For trailing zeros, having too many zeros after significant digits is a lesser evil than having all zeros. That said, smart trimming is recommended best-practice for improved readability, but only down to minimum length (e.g. 2 digits). So that things like "$0.1000" becomes "$0.10" instead of "$0.1". While "$0.00002450000" becomes "$0.0000245". Devil is in the details, but recommended practice definitely diverges from hardcoded-2 when displaying per-unit-currency numbers in a "1 unit equals X" details section. Also, the currency rule for minimum number of decimal digits displayed on a cash register will vary from country to country, so query the system for that because it ain't always 2.

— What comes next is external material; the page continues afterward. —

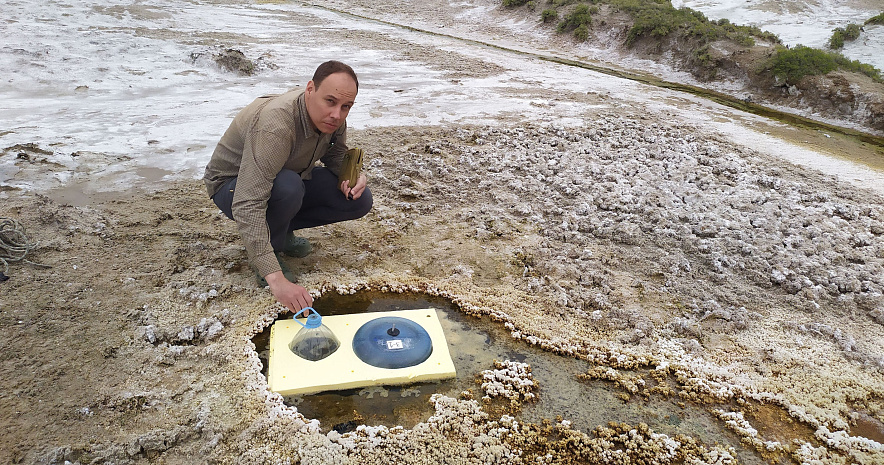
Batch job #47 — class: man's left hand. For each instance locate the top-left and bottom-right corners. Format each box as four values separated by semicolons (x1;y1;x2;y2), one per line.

If consistency is an unavoidable mantra, simply go for algorithm consistency. Get exactly a minimum of 4 significant decimal digits regardless of how many zeros after the decimal point. And then smart-trim according to above rules, for both numbers. Still variable number of digits, but at least you've achieved algorithmic consistency for both top & bottom numbers.
Note: I've worked as an employee for a Canadian bank, working as an app developer. LinkedIn Proof. Mic drop.
I wanted to revisiting this issue so we can drive to resolution. I _really_ appreciate the detailed explanation @mdrejhon provided both here and in #256, and I think I am convinced that the behavior they suggest is the right path forward here. I am going to try my best to summarize the behavior here (@mdrejhon, please correct me if anything seems off):
Value | Desired
--|--
12|12.00
12.2321|12.2321
12.232|12.232
12.0000007132|12.00
12.232124|12.2321
0.1231|0.1231
0.0231|0.0231
0.005311|0.005311
0.00014311|0.0001431
0.000064314|0.00006431
0.0000000064314|0.000000006431
I am going to unlock #256 to continue with addressing this.